Sérieux, profondément réfléchi Gérard après le travail savait se montrer un ami, rieur et farceur. Le week end nous allions déjeuner chez ses parents à Trébeurden qui accueillaient à bras ouverts cette colocataire, apprentie, et nous étions sûrs d’avoir un repas complet et chaud, au mois une fois la semaine.

Je me souviens de ses confidences, de petits riens, de petites choses, comme par exemple son émoi à l’évocation du ruban bleu noué dans les cheveux d’une jeune femme dont il tomba amoureux.

 

Il est difficile de parler de ceux qui sont partis, surtout si ils sont partis trop tôt, surtout quand ils ont laissé des traces dans notre âme. Et Gérard a marqué mon apprentissage de peintre, tout comme mon parcours d’écrivain. Comment ? Je ne saurai le dire exactement.
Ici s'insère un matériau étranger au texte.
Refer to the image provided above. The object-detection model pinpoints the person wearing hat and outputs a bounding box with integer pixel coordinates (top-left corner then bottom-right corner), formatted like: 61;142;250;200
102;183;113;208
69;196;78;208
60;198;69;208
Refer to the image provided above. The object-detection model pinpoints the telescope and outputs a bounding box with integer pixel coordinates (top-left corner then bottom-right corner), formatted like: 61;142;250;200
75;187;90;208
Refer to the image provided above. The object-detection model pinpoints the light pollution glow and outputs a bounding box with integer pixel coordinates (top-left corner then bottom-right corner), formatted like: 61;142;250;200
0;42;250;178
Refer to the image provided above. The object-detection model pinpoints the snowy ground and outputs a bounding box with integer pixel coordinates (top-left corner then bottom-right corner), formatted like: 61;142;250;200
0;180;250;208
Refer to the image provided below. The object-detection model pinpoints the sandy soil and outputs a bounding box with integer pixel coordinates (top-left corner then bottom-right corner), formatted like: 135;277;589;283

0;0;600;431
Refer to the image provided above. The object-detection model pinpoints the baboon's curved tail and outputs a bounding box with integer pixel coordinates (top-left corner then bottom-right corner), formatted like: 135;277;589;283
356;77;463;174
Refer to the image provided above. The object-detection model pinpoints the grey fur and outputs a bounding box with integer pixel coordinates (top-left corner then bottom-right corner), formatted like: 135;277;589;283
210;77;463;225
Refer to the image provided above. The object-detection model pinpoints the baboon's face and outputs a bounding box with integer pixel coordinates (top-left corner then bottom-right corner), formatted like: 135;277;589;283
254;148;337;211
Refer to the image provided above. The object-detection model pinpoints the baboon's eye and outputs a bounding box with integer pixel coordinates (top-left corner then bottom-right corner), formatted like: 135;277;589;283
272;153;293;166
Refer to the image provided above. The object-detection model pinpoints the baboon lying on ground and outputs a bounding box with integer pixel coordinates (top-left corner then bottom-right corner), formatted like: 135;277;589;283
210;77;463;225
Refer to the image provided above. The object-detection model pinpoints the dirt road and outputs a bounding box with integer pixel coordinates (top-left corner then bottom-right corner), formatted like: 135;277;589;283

Peut-être l’ai – je un peu découvert quand lui rendant visite pour la dernière fois, je le vis encore et toujours à chercher le beau, de sa maison, de son jardin, du beau en silence, en pudeur, en partage.

Une harpe songeait dans un coin du salon tout de bois en senteur. Des tentures palissaient aux grés des courants d’air et l’arc des portes bondissait à travers l’espace. Et puis la peinture, sa peinture, sage, discrète, qui sans faire de bruit, foudroie l’esprit, ouvre en soi le puits sans fond de l’éternité.